Saturday, April 19, 2008

Alternative fruits in the garden 2.

Alternative fruits in our garden A - F:
Some pages put in this class the various berries and rhubarb, while others not. As they in fact offer alternatives to our more usual fruits, therefore I include them in my list.

Rheum rhabarbarum- Aronia prunifolia 'Viking': (the same plant also comes with the name Aronia melanocarpa 'Viking'). Black chokeberry comes from Northern America. It is written to be very hardy (as its basic variant is in our garden in fact), produces abundant fruit, and its berry has a high content of vitamin C. It has a wonderful autumn color.
- Amelanchier laevis 'Balerina': It tolerates dryness, has a beautiful color in the autumn, and its berries are edible.
- Amelanchier rotundifolia: Allegheny serviceberry, tolerates both dryness and shadow, has a beautiful autumn color and edible berries.
- Berberis vulgaris: Barberry tolerates both dryness and part-shadow. It produces tasty sourish berries that are much appreciated in Persian kitchen. When in last autumn we were in Iran, it was sold everywhere.

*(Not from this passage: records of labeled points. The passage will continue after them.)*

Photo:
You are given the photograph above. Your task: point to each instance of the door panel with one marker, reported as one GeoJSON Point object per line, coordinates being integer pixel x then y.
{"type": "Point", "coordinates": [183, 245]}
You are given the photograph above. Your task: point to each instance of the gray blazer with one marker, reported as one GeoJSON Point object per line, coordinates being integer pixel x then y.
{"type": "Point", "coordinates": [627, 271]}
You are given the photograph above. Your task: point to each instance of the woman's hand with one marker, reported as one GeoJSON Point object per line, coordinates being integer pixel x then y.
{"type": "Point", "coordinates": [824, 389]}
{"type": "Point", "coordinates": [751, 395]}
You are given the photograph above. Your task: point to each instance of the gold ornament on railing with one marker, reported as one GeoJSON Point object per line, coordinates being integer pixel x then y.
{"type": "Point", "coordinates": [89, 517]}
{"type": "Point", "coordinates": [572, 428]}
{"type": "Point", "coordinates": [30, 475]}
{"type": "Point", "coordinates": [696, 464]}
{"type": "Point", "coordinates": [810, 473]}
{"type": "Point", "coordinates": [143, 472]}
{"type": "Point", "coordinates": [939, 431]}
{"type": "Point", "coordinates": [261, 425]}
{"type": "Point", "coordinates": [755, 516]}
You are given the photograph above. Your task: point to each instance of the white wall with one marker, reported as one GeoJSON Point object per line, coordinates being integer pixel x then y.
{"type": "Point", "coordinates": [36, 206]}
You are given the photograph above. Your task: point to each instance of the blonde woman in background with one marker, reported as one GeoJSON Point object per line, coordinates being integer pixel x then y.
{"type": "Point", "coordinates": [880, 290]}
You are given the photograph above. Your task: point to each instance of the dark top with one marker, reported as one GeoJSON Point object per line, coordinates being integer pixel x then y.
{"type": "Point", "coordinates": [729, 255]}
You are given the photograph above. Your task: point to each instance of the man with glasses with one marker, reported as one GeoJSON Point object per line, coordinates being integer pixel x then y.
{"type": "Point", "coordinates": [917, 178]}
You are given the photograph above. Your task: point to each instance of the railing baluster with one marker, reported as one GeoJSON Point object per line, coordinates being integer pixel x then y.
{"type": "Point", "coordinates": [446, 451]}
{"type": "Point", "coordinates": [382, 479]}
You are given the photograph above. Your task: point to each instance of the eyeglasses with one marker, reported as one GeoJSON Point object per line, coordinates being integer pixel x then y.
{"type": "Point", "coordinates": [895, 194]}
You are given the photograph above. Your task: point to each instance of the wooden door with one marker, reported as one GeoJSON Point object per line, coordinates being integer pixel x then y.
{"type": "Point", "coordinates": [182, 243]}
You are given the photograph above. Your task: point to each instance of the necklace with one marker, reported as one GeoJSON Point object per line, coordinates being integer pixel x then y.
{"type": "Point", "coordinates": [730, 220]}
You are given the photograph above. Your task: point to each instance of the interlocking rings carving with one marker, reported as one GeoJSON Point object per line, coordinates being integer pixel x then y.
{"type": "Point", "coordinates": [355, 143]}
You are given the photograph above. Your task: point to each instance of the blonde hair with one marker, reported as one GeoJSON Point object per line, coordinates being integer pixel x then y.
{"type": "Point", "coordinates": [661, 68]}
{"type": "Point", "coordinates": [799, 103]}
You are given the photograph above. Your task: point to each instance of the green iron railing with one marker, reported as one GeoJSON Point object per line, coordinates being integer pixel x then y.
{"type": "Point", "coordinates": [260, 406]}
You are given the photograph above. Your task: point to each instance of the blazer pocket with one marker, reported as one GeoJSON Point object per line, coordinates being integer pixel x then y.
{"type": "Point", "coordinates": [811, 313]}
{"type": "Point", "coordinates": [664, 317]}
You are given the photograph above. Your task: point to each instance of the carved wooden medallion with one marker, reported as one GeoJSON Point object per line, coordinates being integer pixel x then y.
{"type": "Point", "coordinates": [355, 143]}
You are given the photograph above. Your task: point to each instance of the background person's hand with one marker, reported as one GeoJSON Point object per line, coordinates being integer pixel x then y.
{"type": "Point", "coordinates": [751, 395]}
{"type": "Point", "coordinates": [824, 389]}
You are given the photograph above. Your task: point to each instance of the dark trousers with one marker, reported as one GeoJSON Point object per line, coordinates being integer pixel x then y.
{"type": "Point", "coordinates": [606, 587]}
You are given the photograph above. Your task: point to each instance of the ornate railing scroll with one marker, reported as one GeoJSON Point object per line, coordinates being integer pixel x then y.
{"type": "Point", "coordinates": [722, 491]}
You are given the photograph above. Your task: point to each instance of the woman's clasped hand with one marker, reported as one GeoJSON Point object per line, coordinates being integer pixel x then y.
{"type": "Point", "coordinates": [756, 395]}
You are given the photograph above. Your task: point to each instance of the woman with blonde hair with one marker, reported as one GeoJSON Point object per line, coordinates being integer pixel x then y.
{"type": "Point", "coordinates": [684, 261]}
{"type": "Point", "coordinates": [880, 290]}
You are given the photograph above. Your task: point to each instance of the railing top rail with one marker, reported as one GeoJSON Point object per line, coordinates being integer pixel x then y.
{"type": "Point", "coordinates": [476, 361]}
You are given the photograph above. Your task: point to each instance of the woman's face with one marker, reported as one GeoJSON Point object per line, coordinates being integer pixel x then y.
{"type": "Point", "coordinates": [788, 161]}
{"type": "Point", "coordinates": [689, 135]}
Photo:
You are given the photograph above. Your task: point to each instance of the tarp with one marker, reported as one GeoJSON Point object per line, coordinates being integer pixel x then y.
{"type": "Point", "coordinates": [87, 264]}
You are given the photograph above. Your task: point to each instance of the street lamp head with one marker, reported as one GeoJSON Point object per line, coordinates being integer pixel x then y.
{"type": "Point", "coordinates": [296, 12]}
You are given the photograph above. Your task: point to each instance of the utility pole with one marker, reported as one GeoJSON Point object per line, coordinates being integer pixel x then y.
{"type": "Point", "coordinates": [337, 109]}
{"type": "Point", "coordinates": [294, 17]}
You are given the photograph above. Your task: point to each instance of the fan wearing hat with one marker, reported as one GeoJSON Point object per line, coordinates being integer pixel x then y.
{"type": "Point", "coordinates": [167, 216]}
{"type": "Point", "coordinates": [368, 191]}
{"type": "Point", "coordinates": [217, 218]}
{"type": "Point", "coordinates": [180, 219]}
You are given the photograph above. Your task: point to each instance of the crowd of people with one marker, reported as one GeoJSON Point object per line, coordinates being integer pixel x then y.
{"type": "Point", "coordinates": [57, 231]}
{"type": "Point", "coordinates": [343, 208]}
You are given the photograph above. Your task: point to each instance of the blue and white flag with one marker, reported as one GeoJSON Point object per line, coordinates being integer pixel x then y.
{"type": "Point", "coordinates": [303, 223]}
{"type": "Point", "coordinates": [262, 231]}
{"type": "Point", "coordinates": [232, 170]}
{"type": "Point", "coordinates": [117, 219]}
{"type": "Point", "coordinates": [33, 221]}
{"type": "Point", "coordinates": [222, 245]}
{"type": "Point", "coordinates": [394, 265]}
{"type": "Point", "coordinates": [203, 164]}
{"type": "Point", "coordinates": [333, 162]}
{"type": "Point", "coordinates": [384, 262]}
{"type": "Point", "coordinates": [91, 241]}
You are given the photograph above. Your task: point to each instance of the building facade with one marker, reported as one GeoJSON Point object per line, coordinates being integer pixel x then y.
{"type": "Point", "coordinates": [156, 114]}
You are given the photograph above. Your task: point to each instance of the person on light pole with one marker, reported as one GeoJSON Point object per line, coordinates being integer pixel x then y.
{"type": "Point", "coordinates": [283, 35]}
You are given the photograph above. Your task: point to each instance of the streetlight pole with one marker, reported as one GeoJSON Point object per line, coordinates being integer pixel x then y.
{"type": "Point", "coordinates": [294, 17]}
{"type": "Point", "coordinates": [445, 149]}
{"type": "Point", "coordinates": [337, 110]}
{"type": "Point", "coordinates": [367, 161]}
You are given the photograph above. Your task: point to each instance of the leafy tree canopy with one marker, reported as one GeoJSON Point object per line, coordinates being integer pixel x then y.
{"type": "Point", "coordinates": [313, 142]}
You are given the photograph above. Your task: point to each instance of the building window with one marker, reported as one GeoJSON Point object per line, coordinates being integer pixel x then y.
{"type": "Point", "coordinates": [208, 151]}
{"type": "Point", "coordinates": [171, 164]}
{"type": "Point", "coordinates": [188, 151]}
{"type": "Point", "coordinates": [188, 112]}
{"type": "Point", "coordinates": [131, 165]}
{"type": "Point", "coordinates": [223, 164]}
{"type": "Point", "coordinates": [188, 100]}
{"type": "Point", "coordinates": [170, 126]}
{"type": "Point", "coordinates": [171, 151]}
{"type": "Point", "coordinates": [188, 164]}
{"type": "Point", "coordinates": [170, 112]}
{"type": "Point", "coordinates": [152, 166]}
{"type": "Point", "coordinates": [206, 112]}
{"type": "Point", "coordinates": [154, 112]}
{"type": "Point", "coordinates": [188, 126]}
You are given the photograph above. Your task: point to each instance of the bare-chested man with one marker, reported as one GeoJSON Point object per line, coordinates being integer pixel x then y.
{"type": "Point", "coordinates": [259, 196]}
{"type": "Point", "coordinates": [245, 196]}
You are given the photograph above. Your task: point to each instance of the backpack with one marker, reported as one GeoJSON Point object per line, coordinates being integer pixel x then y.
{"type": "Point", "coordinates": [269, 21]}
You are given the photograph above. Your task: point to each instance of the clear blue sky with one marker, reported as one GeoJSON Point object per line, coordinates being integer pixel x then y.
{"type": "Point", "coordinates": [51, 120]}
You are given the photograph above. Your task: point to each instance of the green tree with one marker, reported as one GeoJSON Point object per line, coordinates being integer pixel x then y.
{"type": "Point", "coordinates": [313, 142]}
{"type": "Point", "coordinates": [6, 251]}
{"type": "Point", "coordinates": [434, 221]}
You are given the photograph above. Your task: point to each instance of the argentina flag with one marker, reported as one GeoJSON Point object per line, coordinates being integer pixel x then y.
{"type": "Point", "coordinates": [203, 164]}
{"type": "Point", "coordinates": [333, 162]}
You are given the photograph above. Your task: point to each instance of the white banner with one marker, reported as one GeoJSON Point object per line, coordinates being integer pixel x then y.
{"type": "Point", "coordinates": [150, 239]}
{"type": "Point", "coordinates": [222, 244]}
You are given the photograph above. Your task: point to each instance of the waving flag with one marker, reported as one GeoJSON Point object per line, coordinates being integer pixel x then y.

Aronia Viking- Chaenomeles 'Cido': Flowering quince, produced for its fruit. It is harsh when raw, but very tasty when preserved. In the spring it has beautiful salmon-colored flowers. Those reading in German can read a detailed description here.
- Cornus mas: A good entry on cornels can be read in the Wikipedia in English, and on the page of the Terra Alapítvány in Hungarian. In our garden it was one of the first plants. It tolerates well dry part-shadow and has a very tasty fruit.
- Corylus avellana: Our backward fence is made of hazel. In the year they started to produce hazelnuts, the squirrels appeared, and since then they have stayed in our garden, to our great pleasure.
- Corylus avellana 'Anny's Red Dwarf': We found in the Praskac this small hazel that in the spring has wine red leaves. As it will only grow one and half meter, it fits to much more gardens than the basic variant or any other hazels with colored leaves that all grow at least three meters high. However, I do not know whether it produces nuts.
- ! Corylus avellana 'Contorta': Corkscrew hazel is an exceptionally beautiful plant. In winter and early spring it is one of the main ornaments of our garden. It has been growing at us for twelve years. Before buying it, we asked a very renowned gardener whether it produces fruit. Oh yes, of course, just like normal hazel. Nevertheless, I have never seen any nuts on it. All right, I thought, perhaps it tooks to produce a bit longer than to the normal version. Now, as I was looking for links for this post, on a number of reliable sites I found that although it blooms, it does not produce fruit at all.

Corylus avellana Contorta- Corylus colurna: Turkish hazel likes light, warm soil, where it grows quickly after the first few years. At us it even grew one and half meter in a year. It is a very beautiful tree, with nice catkins in the spring and appealing color in the autumn. It produces very tasty nuts, but unfortunately not as much as one would like: our twenty years old tree for example only two or three kilos a year. I recommend it only for natural gardens, because otherwise you have to continuously sweep its catkins in the spring and the shells of its fruits in the autumn.
- Crataegus monogyna: When I was a child, we often went to excursions. I especially liked to go in the autumn, and one of the main reasons was hawthorn. After its fruit softened a bit, I fould it very appealing. On the advice of a gardener we have planted a looong hawthorn fence all along our forest border. This belonged to those advices that fundamentally shaked my confidence in Hungarian gardeners (my respect to the extremely few and honest exceptions). In that cool and shady place hawthorn just manages to survive, but is rare and ugly. And it only bears fruit at those few points where it gets a bit more sunshine than usual.

Crategus monogyna- Fragaria ananassa 'Ostara': A strawberry that has stood the test in Germany for a long time. I will test it only now, hoping that every good thing they write about it is true.
- Fragaria vesca: In 2005 we have planted some woodland strawberries from the nearby forest. They cover the soil very well, but have not produced fruits this far, I don’t know why. Now I have seen some buds on them, so perhaps in this year.
- Fragaria vesca 'Mignonette': This plant, however, is a complete success story. I brought its seeds in 2005 from Britain, of which a gardener friend of us made seedligs in 2006. (He also sells them now, see among my links under the name Etnoflora.) It bears fruits from the beginning of the summer till the end of autumn. It does not spread. It tolerates well part-shadow, bad soil and dryness. Naturally, the better the conditions, the better it produces as well.